Cover V13, i13
aug2004.tar

Email Worm Defense Tools

Philip B. Chase

The email worms of 2003 and 2004 provided an object lesson in the need for filtering email for malware. Sobig.f, MyDoom, Bagle, and Netsky ran rampant on the Internet thanks to unprotected clients and mail servers. Even protected mail servers continue to suffer from these email worms with unwanted traffic, quarantined messages, virus alerts, and the processor load required to identify the malware.

Eliminating or reducing the flow of malware would free server resources for more important tasks, especially during times of an email worm outbreak. Email servers and mail scanners that block all active content can accomplish this goal, but such a restrictive solution does not work for every shop. Fortunately, the goal of load reduction can be met while still maintaining some openness.

Email worms have a lot of behaviors in common. They harvest addresses, randomly forge messages, and reuse addresses in fairly similar ways. These patterns can be exploited to test mail messages to determine which hosts are compromised so more efficient methods can be used to stop future malware from reaching the compromised hosts. In this article, I'll discuss a method for safely and automatically identifying and blocking compromised hosts.

Why This Works

Email worms collect addresses from local address books, Web browser caches, and just about any file that might have an email address embedded in it to improve the odds of finding a viable host to invade. For some peoples' computers, these collections of addresses contain a seemingly random list of hostnames. Such randomness might be seen in the file of a home user who doesn't use the computer for work.

On the other hand, a computer used in a business environment, an academic environment, or for telecommuting would almost certainly have a corporate directory wherein all of the users share the same domain name or a small set of domain names. Addresses embedded in other files would also commonly be those of the user's co-workers. This works because the worm can harvest a list of addresses that will likely cause it to send malware to the same mail servers over and over. This also works because the compromised hosts are almost never MTAs (more on that later). They are generally just poorly managed clients. They can be blocked because, in normal use, they don't open a connection to the SMTP port on your mail server. Their users have mail clients configured to talk to mail servers run by their employers or their ISPs.

Methodology

The first step in blocking a compromised host is finding a malware email. Alert messages from a mail scanner are an excellent data stream for building a list of compromised hosts.

With an alert message in hand, legitimate hosts must be filtered out. Many mail servers without virus scanners may forward or bounce malware messages. Though the traffic is unwanted, these hosts are MTAs so blocking them risks blocking legitimate traffic. This system isn't an impenetrable wall of security; it is a load mitigator.

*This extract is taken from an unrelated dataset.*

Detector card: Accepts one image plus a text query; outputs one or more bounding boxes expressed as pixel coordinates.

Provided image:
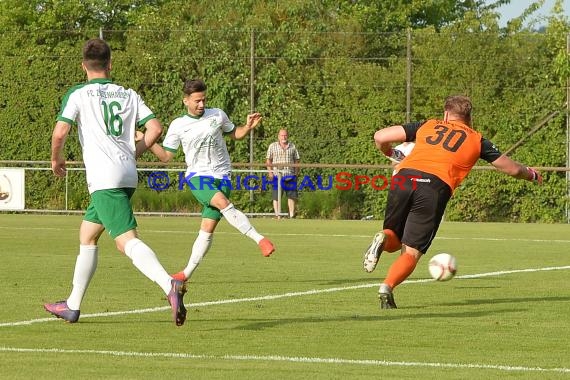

With a compromised host identified, a check must then be made against a list of known mail forging worms. Not all malware comes from compromised hosts, so not all malware warrants a block.

If the alert is not eliminated by those tests, the address and a description of the malware can be fed to a block list. A properly configured mail server can use the block list to block further connections on the SMTP port from the offending host.

Philosophy of Blocking

What to block and why to block can be a hotly debated topic. To reduce the risk of erroneously blocking an MTA, I have taken a fairly conservative approach in my code.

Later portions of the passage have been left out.